A group of hackers dubbed Anon_Operation said they had brought down www.mastercard.com, although the company itself refused to comment.

The group, which claims it is fighting for "freedom on the internet", designated mastercard.com as their "current target" in what was rapidly taking the proportions of a cyber war.

The Swiss post office banking service, PostFinance, also confirmed its website was suffering "denial of service attacks" since it closed Assange's account.

WikiLeaks spokesman Kristinn Hrafnsson told Agence France Presse the hackers were "not associated" with his organization.

"We are not associated with them and this is a decision that they are taking. It is part of a consumers' response, I gather," he said.

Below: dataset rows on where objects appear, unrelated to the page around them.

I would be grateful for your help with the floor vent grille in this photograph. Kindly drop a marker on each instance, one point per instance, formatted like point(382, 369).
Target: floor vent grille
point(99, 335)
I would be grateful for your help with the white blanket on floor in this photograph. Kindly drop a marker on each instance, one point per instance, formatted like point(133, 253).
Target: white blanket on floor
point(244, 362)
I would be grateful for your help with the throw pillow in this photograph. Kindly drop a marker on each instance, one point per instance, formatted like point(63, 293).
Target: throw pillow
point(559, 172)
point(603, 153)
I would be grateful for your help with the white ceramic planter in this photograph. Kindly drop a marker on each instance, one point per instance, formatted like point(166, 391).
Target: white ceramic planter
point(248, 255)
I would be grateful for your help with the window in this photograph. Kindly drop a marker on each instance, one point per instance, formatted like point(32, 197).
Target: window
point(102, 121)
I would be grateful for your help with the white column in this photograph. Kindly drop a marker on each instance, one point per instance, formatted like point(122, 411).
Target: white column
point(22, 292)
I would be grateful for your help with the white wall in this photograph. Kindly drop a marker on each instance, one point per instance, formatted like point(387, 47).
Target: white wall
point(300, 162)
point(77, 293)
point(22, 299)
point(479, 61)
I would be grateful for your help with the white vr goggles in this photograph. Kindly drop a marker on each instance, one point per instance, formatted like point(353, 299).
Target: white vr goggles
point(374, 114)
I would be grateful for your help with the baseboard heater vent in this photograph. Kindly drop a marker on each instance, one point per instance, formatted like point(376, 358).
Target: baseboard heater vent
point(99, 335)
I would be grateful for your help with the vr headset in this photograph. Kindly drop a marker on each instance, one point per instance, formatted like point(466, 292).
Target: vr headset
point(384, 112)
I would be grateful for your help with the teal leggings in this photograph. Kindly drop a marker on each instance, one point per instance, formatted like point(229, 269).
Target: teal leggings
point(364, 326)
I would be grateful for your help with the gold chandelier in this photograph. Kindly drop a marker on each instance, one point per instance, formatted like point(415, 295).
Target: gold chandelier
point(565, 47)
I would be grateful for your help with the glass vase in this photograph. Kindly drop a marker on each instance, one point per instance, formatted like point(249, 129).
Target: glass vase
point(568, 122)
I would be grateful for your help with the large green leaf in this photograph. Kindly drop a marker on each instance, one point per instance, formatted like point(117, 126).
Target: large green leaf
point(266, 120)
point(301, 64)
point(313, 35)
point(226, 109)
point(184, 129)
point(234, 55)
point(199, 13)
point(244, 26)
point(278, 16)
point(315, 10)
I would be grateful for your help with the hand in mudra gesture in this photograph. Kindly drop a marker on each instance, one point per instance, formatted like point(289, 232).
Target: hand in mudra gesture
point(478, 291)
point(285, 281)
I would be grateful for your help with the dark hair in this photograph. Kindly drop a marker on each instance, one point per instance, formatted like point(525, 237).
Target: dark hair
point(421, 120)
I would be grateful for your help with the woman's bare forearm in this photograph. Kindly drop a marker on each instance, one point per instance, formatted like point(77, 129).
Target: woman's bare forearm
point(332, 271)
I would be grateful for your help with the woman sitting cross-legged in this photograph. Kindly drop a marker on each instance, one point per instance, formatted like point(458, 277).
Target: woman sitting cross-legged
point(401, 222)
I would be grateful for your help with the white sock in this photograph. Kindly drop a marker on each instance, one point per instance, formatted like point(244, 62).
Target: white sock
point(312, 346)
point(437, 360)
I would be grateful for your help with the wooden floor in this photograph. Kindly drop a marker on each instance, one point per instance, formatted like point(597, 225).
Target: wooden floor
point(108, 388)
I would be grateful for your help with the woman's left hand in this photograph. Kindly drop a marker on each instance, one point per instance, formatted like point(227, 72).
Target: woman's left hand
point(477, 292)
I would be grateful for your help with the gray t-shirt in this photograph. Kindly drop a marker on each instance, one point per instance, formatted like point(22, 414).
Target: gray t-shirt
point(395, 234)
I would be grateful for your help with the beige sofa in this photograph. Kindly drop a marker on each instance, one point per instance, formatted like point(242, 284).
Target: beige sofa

In another twist to the cyber war, Icelandic firm DataCell said it would sue Visa for blocking payments to WikiLeaks and accused the credit card giant of bowing to political pressure.

Geoffrey Robertson, a barrister who has established a reputation for arguing for victims of human rights abuses, will defend Assange in his attempts to avoid extradition to Sweden where he faces allegations of rape and molestation.

After laying low for weeks, Assange emerged on Tuesday and handed himself in to police in London, appearing before a judge who denied him bail despite offers by celebrities, including film director Ken Loach, to put up surety.

He was ordered to return to court on December 14.

Assange's supporters insist the extradition request is politically motivated, a claim refuted by the lawyer for the two Swedish women behind the rape claims.

"There is absolutely no link between what those two women have been through and WikiLeaks, the CIA, or the American administration," Claes Borgstroem said.

The case "has nothing to do with WikiLeaks. I would like Julian Assange to come forward and say that himself," Borgstroem told reporters in Stockholm.

Assange's son Daniel, a software developer in the Australian city of Melbourne who has not been in contact with his father for a number of years, called for him to be treated "fairly and apolitically" following his arrest.

As WikiLeaks promised, it continued to release cables overnight Tuesday despite Assange's arrest.

One revealed Washington had branded Australia's ex-premier Kevin Rudd as a "mistake-prone control freak".

That prompted Rudd -- now Australian foreign minister -- to blame the United States for the leak of secret cables, pointing to a "core problem" with its diplomatic security.

In a piece for The Australian newspaper, Assange defended his site's decision to publish the treasure trove of 250,000 cables, believed to have been passed to WikiLeaks by a junior U.S. army intelligence analyst.

"The swirling storm around WikiLeaks today reinforces the need to defend the right of all media to reveal the truth," he wrote.